Body keluar dari studio dan langsung menuju kamar sambil mengomel. White menghela nafas, lalu menatap naskah di meja dengan lemah, "Mengajari akting sangat melelahkan. Para guru akting sungguh luar biasa."
***
Dua jam empat puluh menit berlalu. Body menggeliat, dan keluar dari selimutnya seperti anak ayam yang keluar dari cangkangnya. Body menatap jam dinding, sudah hampir pukul sepuluh malam. Dia tersenyum karena bisa menghindari kelas akting White yang memusingkan kepalanya.
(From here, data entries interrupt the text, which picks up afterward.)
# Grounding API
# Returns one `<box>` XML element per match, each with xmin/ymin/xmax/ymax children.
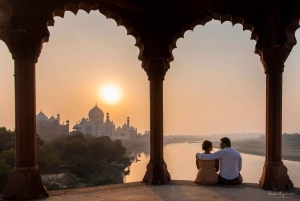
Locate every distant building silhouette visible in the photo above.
<box><xmin>36</xmin><ymin>111</ymin><xmax>69</xmax><ymax>139</ymax></box>
<box><xmin>71</xmin><ymin>104</ymin><xmax>137</xmax><ymax>139</ymax></box>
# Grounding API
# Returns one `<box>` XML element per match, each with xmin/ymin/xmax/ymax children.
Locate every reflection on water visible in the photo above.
<box><xmin>124</xmin><ymin>143</ymin><xmax>300</xmax><ymax>187</ymax></box>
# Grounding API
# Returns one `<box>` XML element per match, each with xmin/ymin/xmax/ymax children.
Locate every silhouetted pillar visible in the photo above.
<box><xmin>259</xmin><ymin>47</ymin><xmax>293</xmax><ymax>190</ymax></box>
<box><xmin>143</xmin><ymin>59</ymin><xmax>170</xmax><ymax>184</ymax></box>
<box><xmin>3</xmin><ymin>31</ymin><xmax>48</xmax><ymax>200</ymax></box>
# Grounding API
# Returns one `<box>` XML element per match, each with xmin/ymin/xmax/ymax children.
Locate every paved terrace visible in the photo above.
<box><xmin>31</xmin><ymin>180</ymin><xmax>300</xmax><ymax>201</ymax></box>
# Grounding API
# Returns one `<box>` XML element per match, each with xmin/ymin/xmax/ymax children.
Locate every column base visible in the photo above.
<box><xmin>3</xmin><ymin>166</ymin><xmax>49</xmax><ymax>200</ymax></box>
<box><xmin>259</xmin><ymin>161</ymin><xmax>294</xmax><ymax>190</ymax></box>
<box><xmin>143</xmin><ymin>160</ymin><xmax>171</xmax><ymax>184</ymax></box>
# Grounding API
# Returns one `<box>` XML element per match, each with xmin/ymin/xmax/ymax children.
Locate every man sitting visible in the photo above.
<box><xmin>197</xmin><ymin>137</ymin><xmax>243</xmax><ymax>184</ymax></box>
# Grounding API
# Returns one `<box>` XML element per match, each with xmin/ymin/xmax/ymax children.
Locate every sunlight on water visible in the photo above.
<box><xmin>124</xmin><ymin>143</ymin><xmax>300</xmax><ymax>187</ymax></box>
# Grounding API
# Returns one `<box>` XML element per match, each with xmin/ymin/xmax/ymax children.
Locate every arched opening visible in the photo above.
<box><xmin>37</xmin><ymin>10</ymin><xmax>149</xmax><ymax>188</ymax></box>
<box><xmin>164</xmin><ymin>21</ymin><xmax>299</xmax><ymax>185</ymax></box>
<box><xmin>0</xmin><ymin>8</ymin><xmax>149</xmax><ymax>193</ymax></box>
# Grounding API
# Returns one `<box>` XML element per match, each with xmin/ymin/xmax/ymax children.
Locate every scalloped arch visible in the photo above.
<box><xmin>0</xmin><ymin>0</ymin><xmax>14</xmax><ymax>33</ymax></box>
<box><xmin>167</xmin><ymin>13</ymin><xmax>261</xmax><ymax>62</ymax></box>
<box><xmin>45</xmin><ymin>3</ymin><xmax>144</xmax><ymax>60</ymax></box>
<box><xmin>283</xmin><ymin>3</ymin><xmax>300</xmax><ymax>50</ymax></box>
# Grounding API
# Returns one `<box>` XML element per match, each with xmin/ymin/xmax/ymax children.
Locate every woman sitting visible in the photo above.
<box><xmin>194</xmin><ymin>140</ymin><xmax>219</xmax><ymax>184</ymax></box>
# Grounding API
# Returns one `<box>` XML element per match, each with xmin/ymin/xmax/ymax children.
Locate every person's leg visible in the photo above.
<box><xmin>219</xmin><ymin>174</ymin><xmax>243</xmax><ymax>184</ymax></box>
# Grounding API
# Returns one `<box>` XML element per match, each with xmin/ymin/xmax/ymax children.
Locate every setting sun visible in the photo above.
<box><xmin>101</xmin><ymin>85</ymin><xmax>121</xmax><ymax>103</ymax></box>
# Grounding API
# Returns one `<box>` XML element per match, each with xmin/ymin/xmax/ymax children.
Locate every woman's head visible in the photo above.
<box><xmin>202</xmin><ymin>140</ymin><xmax>212</xmax><ymax>151</ymax></box>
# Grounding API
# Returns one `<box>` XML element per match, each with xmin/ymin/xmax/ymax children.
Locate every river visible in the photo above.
<box><xmin>124</xmin><ymin>143</ymin><xmax>300</xmax><ymax>187</ymax></box>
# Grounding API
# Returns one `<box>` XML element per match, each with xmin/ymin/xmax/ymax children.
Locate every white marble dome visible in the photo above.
<box><xmin>36</xmin><ymin>111</ymin><xmax>48</xmax><ymax>121</ymax></box>
<box><xmin>89</xmin><ymin>105</ymin><xmax>104</xmax><ymax>121</ymax></box>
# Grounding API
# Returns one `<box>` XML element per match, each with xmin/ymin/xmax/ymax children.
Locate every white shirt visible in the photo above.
<box><xmin>197</xmin><ymin>147</ymin><xmax>242</xmax><ymax>180</ymax></box>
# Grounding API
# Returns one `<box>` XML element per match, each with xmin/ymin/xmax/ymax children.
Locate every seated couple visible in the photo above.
<box><xmin>194</xmin><ymin>137</ymin><xmax>243</xmax><ymax>184</ymax></box>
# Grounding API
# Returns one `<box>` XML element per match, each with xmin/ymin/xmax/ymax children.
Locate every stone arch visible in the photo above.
<box><xmin>167</xmin><ymin>13</ymin><xmax>261</xmax><ymax>62</ymax></box>
<box><xmin>283</xmin><ymin>3</ymin><xmax>300</xmax><ymax>50</ymax></box>
<box><xmin>0</xmin><ymin>1</ymin><xmax>14</xmax><ymax>34</ymax></box>
<box><xmin>45</xmin><ymin>3</ymin><xmax>144</xmax><ymax>59</ymax></box>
"Kali ini dia tak membangunkanku? bagus sekali," ucap Body sambil meregangkan otot-ototnya, "Ah, aku lapar. Aku melewatkan makan malam karena bocah itu," Body dengan malas bergerak dari tempat tidurnya. Tenggorokannya terasa kering. Dia kemudian berjalan pelan menuju dapur dan mengambil minum untuk membasahi tenggorokannya.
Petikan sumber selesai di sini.